W czwartek, 26 września 31-latek zaoferował, że wykąpie chłopca w wannie. W pewnym momencie podczas kąpieli dziecka żona Martineza usłyszała bulgotanie i odgłosy krztuszenia dochodzące z łazienki.
Mimo, że drzwi były zamknięte od wewnątrz, kobiecie po kilku próbach ostatecznie udało się dostać się do środka. Zobaczyła męża, który trzymał głowę chłopca pod bieżącą wodą. Macocha dziecka zaczęła krzyczeć na mężczyznę, by ten natychmiast przestał. Martinez kilkakrotnie odpowiadał, że "musi to zrobić". Według policji chłopiec mógł być trzymany pod bieżącą, gorącą wodą nawet przez 10 minut.

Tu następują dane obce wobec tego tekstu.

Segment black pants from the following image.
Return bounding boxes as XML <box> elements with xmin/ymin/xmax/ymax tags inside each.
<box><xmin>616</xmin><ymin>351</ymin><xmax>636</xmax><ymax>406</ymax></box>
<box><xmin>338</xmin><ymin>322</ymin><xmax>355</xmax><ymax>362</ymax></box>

Kobieta zadzwoniła na numer alarmowy. W tym samym momencie ojciec dziecka zorientował się, że chłopiec już nie oddycha. Mężczyzna zaczął udzielać chłopcu pierwszej pomocy i ochładzać jego ciało zimną wodą.
Na miejsce przyjechali policjanci i strażacy, którzy przejęli nieprzytomnego chłopca i zawieźli go do szpitala. Lekarze z centrum medycznego Banner University stwierdzili jednak zgon dziecka. Według ich relacji chłopiec miał poparzone ok. 15 proc. ciała.
Podczas wstępnego przesłuchania ojciec przyznał się do zabójstwa. Jak tłumaczył, podczas kąpieli "zobaczył w chłopcu zło" i miał przekonanie, że "musi wypędzić z niego demona".